Reino Unido vota para deixar a União Europeia

Os britânicos tomaram nesta quinta (26) a decisão histórica de se separarem da União Europeia, o bloco político e econômico que hoje congrega 28 países e ao qual aderiram em 1973. O processo ainda precisa passar pelo Parlamento, mas um veto pelos legisladores é considerado suicídio político.
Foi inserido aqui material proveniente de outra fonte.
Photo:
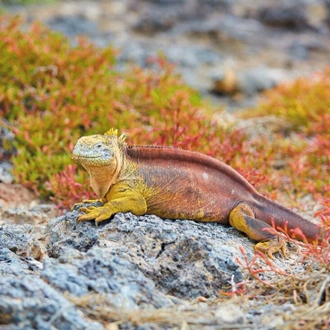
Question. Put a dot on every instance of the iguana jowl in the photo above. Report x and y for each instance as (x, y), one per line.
(179, 184)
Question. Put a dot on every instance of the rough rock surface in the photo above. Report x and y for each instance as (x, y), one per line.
(131, 263)
(185, 258)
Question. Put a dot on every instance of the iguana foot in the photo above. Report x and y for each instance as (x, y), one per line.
(272, 246)
(86, 201)
(99, 213)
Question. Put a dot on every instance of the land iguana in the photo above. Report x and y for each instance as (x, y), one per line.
(178, 184)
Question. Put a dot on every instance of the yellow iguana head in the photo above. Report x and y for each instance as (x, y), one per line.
(99, 150)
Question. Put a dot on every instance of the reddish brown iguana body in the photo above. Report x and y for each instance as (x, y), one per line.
(179, 184)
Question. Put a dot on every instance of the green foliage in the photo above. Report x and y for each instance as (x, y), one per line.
(52, 93)
(301, 103)
(305, 104)
(25, 2)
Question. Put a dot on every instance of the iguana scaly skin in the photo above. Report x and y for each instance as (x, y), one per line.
(179, 184)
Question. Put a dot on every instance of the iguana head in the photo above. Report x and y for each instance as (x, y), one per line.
(102, 156)
(98, 150)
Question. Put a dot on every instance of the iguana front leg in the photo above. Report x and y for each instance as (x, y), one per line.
(242, 218)
(120, 199)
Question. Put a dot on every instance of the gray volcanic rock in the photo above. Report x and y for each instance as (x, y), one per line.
(184, 258)
(27, 302)
(98, 271)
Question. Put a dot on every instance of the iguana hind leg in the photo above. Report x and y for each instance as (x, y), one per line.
(243, 219)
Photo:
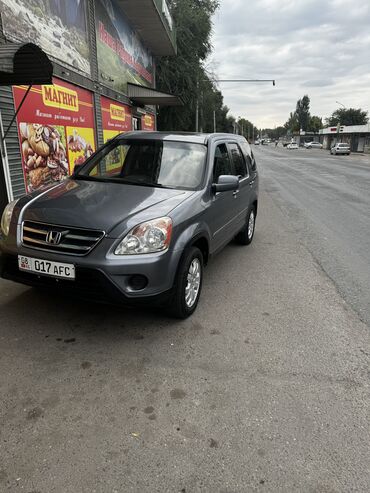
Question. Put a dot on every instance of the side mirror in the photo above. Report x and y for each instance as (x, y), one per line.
(226, 183)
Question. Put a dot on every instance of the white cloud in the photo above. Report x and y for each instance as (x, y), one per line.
(315, 47)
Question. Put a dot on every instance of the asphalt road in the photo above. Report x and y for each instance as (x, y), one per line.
(265, 388)
(327, 202)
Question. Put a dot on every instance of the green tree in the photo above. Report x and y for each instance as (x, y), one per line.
(302, 112)
(292, 124)
(314, 124)
(184, 74)
(348, 116)
(247, 129)
(274, 133)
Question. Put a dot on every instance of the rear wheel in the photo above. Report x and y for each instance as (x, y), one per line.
(188, 284)
(245, 236)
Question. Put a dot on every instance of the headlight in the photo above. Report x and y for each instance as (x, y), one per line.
(6, 217)
(149, 237)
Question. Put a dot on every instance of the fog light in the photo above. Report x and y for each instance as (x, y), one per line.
(137, 282)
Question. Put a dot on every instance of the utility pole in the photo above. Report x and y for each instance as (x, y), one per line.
(197, 109)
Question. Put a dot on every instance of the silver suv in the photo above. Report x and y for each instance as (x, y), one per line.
(340, 148)
(137, 222)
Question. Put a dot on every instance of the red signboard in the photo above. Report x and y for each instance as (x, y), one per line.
(117, 118)
(56, 131)
(148, 122)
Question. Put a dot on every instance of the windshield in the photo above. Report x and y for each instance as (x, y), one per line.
(148, 163)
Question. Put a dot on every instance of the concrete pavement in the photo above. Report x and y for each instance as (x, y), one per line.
(265, 388)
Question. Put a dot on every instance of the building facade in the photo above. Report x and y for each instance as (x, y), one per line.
(357, 136)
(103, 54)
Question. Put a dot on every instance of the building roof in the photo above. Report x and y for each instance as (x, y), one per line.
(346, 129)
(153, 22)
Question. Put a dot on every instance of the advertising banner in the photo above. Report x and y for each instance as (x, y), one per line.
(58, 26)
(122, 57)
(56, 131)
(148, 122)
(117, 118)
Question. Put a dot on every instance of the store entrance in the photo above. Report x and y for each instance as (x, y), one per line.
(3, 191)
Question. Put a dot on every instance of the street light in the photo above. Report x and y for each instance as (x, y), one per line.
(338, 126)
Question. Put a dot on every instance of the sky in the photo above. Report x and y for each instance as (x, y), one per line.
(315, 47)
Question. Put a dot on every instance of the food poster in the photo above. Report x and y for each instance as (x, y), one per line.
(148, 122)
(56, 131)
(117, 118)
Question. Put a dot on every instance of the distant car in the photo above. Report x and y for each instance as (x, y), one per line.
(292, 145)
(312, 145)
(340, 149)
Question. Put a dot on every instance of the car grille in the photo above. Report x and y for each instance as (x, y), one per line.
(60, 239)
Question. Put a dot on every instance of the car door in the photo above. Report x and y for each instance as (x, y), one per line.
(243, 194)
(223, 207)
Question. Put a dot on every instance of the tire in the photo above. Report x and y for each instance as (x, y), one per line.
(191, 265)
(245, 236)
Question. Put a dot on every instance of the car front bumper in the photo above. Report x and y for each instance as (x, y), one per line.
(100, 277)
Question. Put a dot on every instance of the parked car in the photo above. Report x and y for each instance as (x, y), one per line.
(137, 222)
(292, 145)
(340, 148)
(312, 145)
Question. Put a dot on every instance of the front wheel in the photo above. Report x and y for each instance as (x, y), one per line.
(245, 236)
(188, 284)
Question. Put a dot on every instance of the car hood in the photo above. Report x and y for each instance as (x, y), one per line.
(100, 205)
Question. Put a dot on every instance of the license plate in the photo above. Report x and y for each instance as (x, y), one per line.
(46, 267)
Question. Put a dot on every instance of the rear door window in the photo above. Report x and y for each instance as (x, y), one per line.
(249, 158)
(222, 163)
(238, 160)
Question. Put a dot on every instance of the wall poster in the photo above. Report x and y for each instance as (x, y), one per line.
(56, 131)
(122, 57)
(59, 27)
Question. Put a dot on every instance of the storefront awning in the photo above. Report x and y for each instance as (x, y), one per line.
(141, 95)
(24, 63)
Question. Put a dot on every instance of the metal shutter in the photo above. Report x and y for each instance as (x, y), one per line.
(12, 142)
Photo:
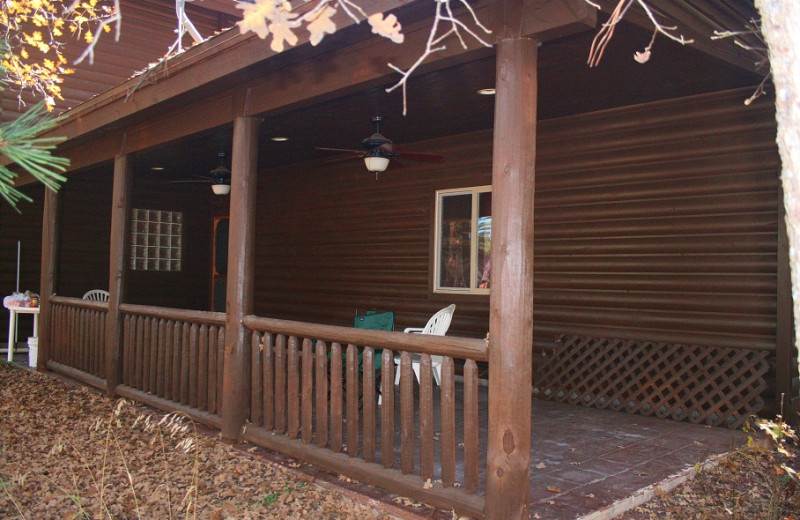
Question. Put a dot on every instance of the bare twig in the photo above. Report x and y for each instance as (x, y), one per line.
(115, 18)
(444, 14)
(604, 35)
(760, 53)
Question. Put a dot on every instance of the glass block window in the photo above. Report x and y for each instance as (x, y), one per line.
(156, 240)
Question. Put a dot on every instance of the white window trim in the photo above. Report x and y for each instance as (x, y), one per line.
(475, 191)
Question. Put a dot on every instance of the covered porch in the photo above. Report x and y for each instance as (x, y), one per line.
(656, 210)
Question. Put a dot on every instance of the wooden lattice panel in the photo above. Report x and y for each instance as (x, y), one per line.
(710, 385)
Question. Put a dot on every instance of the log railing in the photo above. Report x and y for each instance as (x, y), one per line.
(174, 356)
(77, 332)
(313, 396)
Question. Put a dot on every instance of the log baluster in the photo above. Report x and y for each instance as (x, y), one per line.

O processo de negociação da ruptura, estimam analistas, deve levar dois anos.
Com votos de 87% dos distritos do Reino Unido apurados, a opção por deixar a União Europeia prevalecia, abalando mercados financeiros e provocando uma onda de choque e incredulidade global.
As principais redes de TV britânicas -BBC, Sky News e ITV- projetaram a vitória da saída logo após as 4h30 de Londres (0h30 do Brasil).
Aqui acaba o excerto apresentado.